The announcement was a rare example of NZ clean energy news getting international coverage. That reflects how timidly and slowly we are transitioning to a zero emissions economy.
If war in Ukraine or pain at the pump isn’t getting you going, then read “In a world on fire, stop burning things.” This is the latest New Yorker column by Bill McKibben, the veteran global campaigner against fossil fuels. In it he very powerfully reframes the arguments and restates the evidence for the utter necessity, and achievability, of decarbonisation.
So, briefly on to the second topic – food. War and inflation are hammering supplies and prices of it, as they are oil and gas. The resulting food security debate mirrors the energy security debate. But the remedies offered are starkly different. On energy, new technologies and practices are putting up a strong fight against the incumbent ones. A much better and sustainable future is being articulated and delivered.
But there is no equivalent in farming, food and nature. Worse, some countries with strong environmental records are backsliding. Iceland, for example, facing a shortage of sunflower oil from the Ukraine, has reversed its ban on palm oil as a food ingredient, in place since 2018.

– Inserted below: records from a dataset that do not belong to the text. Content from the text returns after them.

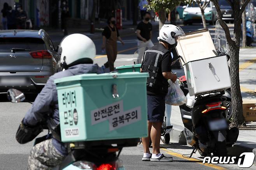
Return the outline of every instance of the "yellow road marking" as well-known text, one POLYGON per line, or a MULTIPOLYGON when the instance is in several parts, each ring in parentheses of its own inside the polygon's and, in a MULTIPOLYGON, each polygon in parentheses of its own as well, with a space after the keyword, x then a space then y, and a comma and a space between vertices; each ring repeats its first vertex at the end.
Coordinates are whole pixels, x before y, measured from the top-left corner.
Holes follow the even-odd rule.
POLYGON ((188 160, 188 161, 194 161, 195 162, 197 163, 199 163, 199 164, 201 164, 205 166, 206 167, 210 167, 210 168, 215 169, 217 169, 217 170, 226 170, 227 169, 223 168, 221 167, 219 167, 218 166, 216 165, 215 165, 213 164, 208 164, 207 163, 206 163, 205 164, 203 164, 203 161, 202 161, 200 160, 198 160, 197 159, 195 159, 194 158, 186 158, 186 157, 184 157, 181 154, 180 154, 178 153, 176 153, 175 152, 173 152, 170 151, 170 150, 167 149, 165 149, 165 148, 161 148, 160 149, 161 150, 164 151, 166 153, 170 154, 171 155, 172 155, 174 156, 176 156, 177 157, 178 157, 184 159, 184 160, 188 160))
MULTIPOLYGON (((256 62, 256 57, 242 64, 239 66, 239 71, 243 70, 244 69, 245 69, 249 66, 252 65, 255 62, 256 62)), ((241 89, 241 91, 253 95, 255 95, 255 93, 254 92, 253 90, 251 89, 247 88, 246 87, 244 87, 241 86, 240 86, 240 89, 241 89)))
POLYGON ((241 64, 239 66, 239 71, 247 68, 255 62, 256 62, 256 57, 241 64))

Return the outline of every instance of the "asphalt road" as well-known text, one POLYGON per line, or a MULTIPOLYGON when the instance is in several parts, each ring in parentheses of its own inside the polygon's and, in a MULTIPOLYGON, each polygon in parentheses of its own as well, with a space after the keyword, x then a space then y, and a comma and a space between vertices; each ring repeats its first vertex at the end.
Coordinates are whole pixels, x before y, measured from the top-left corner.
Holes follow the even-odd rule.
MULTIPOLYGON (((202 29, 201 25, 194 25, 182 27, 185 32, 195 31, 202 29)), ((210 31, 214 34, 214 26, 209 27, 210 31)), ((158 31, 153 32, 152 40, 154 43, 157 43, 158 31)), ((118 54, 115 66, 132 64, 132 55, 137 48, 137 39, 135 35, 122 37, 125 44, 122 46, 118 45, 118 54)), ((59 40, 60 41, 61 40, 59 40)), ((96 46, 98 57, 95 62, 101 66, 107 61, 105 54, 101 51, 102 41, 100 39, 94 41, 96 46)), ((33 96, 29 96, 32 100, 33 96)), ((1 170, 25 170, 26 169, 27 159, 33 142, 21 145, 16 142, 15 135, 19 123, 26 112, 31 107, 28 103, 22 102, 13 104, 7 101, 5 94, 0 94, 0 169, 1 170)), ((46 133, 46 132, 44 133, 46 133)), ((42 135, 44 133, 42 134, 42 135)), ((191 148, 187 146, 170 146, 170 147, 177 147, 179 151, 185 149, 191 150, 191 148)), ((162 149, 163 153, 167 152, 167 156, 172 155, 174 161, 170 163, 156 163, 142 162, 141 156, 143 154, 142 145, 137 147, 124 148, 120 158, 123 160, 126 169, 127 170, 166 170, 166 169, 224 169, 216 166, 207 166, 200 163, 202 159, 188 159, 182 158, 182 155, 173 153, 162 149)), ((189 151, 190 152, 191 151, 189 151)), ((228 168, 228 167, 227 167, 228 168)))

Around the world agribusiness lobbyists are arguing the only way to increase food security is to increase support for intensive farming and to scale back ambitions to develop natural carbon sinks and rewild some areas. But that's precisely the industrial agribusiness strategy that's made farming and food production a bigger source of emissions globally than electricity generation or transport, as this chart from the US Environmental Protection Agency.
The UK government is one which has responded quickly to the call. This week it delayed restrictions on artificial fertilisers which contribute to the climate crisis and, when overused, can degrade ecosystems. It also delayed longer term plans for more organic fertilisers and sustainable farming practices.
And here, our government is giving up on trying to get farming organisations to devise an on-farm emissions measurement, management and pricing framework, as Politik reported.
Instead it will include them (extremely lightly) in the Emissions Trading Scheme. But that will give them minimum incentive to reduce their emissions, which account for half our national emissions.
If our farmers fail to reduce their emissions, while others do abroad, then we'll fail as a nation to meet the climate commitments we've made to the world. Instead, we'll spend lots of money paying for emission reductions in other countries, leaving our old agtech economy pumping out climate and nature-damaging emissions.
Where, around the world and here, are the well evidenced and argued calls for eating less meat (given its large farming and greenhouse gas footprint) or switching some land back to growing food for people, rather than as a fuel source or feed for animals? In the US for example, 27 percent of corn is used to make ethanol fuel and 39 percent as animal feed, as the World Economic Forum reported last year.
Meanwhile, there was discouraging news from the UN’s efforts to tackle nature’s deeply systemic issues of biodiversity loss, land degradation and ecosystem impairment. The first in-person negotiations in two years on a treaty to tackle those went badly in Geneva. After 18-days of talks there was far too little progress towards the COP15 biodiversity summit later this year in Kunming, China.
The UN is trying to bring its biodiversity and climate streams closer together, given their deep symbiosis. Thus, big biodiversity progress at COP15 in China would help countries achieve more at COP27, the climate negotiations in Egypt in November.
Cleaning up energy and food, and thereby restoring nature are just three of our urgent tasks. But if we achieve them quickly, we will open up many other areas of human progress.